Black-and-white photographic postcards of the cottage where Austen resided from 1809 to 1817. The London solicitor Thomas Edward Carpenter acquired the cottage in Chawton in 1947 for £3,000 and founded a museum there in honor of his son, Lieutenant Philip Carpenter, who had died in action in 1944. When the museum opened on 23 July 1949, only the drawing room was accessible to the public, the rest being occupied by tenants. Jane’s bedroom opened to the public in 1953.
PINKING AUSTEN
In the 1960s, as the number of women college students increased, publishers responded by appealing to female consumers with budget paperbacks of literary classics. Not only did Jane Austen become ubiquitous amongst paperback reprints on college campuses, but as publishers contrived to appeal to women, she was “pinked” as a pseudo-feminist badge of honor.
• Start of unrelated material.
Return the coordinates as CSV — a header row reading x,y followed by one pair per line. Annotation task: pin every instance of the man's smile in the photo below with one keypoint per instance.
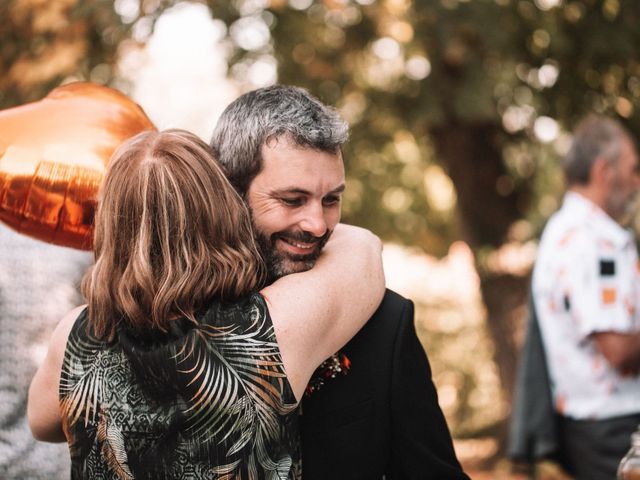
x,y
297,247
These visual tactics were so successful in gendering her literary reputation that, unintentionally, they shifted an author who had hitherto been read by both men and women to one now often dismissed as “chick lit.”
SCHOLARSHIP
Apperson, G. L.A Jane Austen Dictionary. London: Cecil Palmer, 1932.
We selected this Janeite dictionary to stand in for the explosion of scholarly works and literary criticism published during this period. In addition, jampacked shelves in the peripheries of our Grolier exhibition room (unmarked top shelves and faux bookcases) demonstrate the plethora of works devoted exclusively to the study of Jane Austen.
TRANSLATING AUSTEN
Austen becomes a global brand once she becomes widely available in inexpensive translations. Often penned anonymously, cheap translations can embrace radical cuts and surprising packaging choices. For example, many European paperbacks repurpose Hollywood glamour so that even non-Austen movies can market Austen in translation. In the 1940s, Olivier-turned-Heathcliff in the film Wuthering Heights (1939) becomes, for example, the face of a Spanish Northanger Abbey. In the 1960s, an Italian teen edition of Pride and Prejudice sells Austen with Tolstoy. Its hand-drawn cover illustration joins familiar movie stills from the Italian-American film of War and Peace (1956), starring Audrey Hepburn, Mel Ferrer, and Henry Fonda. And in 1973, everyone in Europe would have recognized the pouty blond bombshell Brigitte Bardot as the celebrity inspiration for a Spanish translation by Costa Clavell of Pride and Prejudice,printed in Barcelona.